29      La requérante soutient tout d’abord que les actes litigieux ont considérablement retardé la signature de la Convention. Cela aurait entraîné des surcoûts pour elle, dès lors qu’elle aurait été obligée de modifier le calendrier de l’exécution de la Convention et d’avoir recours à un contrat de prêt afin de faire face aux contraintes dues au non-versement de l’avance promise par la Commission. Elle prétend également avoir commencé à fournir ses services à partir de 1er janvier 2009, ce qui était prévu dans les négociations et approuvé par la Commission, et avoir, par conséquent, supporté des obligations de nature financière.

30      Selon la requérante, les actes litigieux ont également donné lieu à l’imposition de la condition d’un compte bancaire bloqué, ce qui n’avait pas été prévue lors des négociations qui avaient été menées et clôturées antérieurement à l’adoption desdits actes.

31      La requérante fait valoir, en outre, que les actes litigieux sont attaquables en ce qu’ils ont modifié sa situation matérielle.
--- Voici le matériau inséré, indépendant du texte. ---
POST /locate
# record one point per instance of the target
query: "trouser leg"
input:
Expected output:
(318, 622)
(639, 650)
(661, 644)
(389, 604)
À cet égard, elle affirme que le retard dans la signature de la Convention ainsi que la restriction imposée quant à la distribution de l’avance versée sur son compte ont porté atteinte à sa renommée en la mettant dans une situation embarrassante vis-à-vis des autres membres du consortium dont elle faisait partie auprès desquels elle a été tenue d’expliquer le comportement de la Commission. Selon elle, les actes litigieux ont également affecté la position qu’elle occupait avant l’adoption des actes litigieux, à savoir tant celle d’« attributaire » du projet que celle de coordinateur du consortium, en réduisant cette position à un rôle d’« attributaire » du projet et de coordinateur du consortium sous conditions.

32      À l’appui de l’exception d’irrecevabilité, la Commission soutient que les actes litigieux sont par nature inattaquables dans le cadre d’un recours en annulation, dès lors qu’ils sont de simples mesures d’information interne et de prudence. À cet égard, elle fait référence à la jurisprudence de la Cour selon laquelle les mesures d’ordre interne qui ne produisent pas d’effets juridiques en dehors de la sphère de l’administration communautaire ne feraient pas l’objet d’un contrôle de légalité au titre de l’article 230 CE. Par ailleurs, elle fait observer que les actes litigieux sont simplement une manifestation du comportement prudent qu’elle doit suivre avant d’engager par contrat des ressources financières de l’Union.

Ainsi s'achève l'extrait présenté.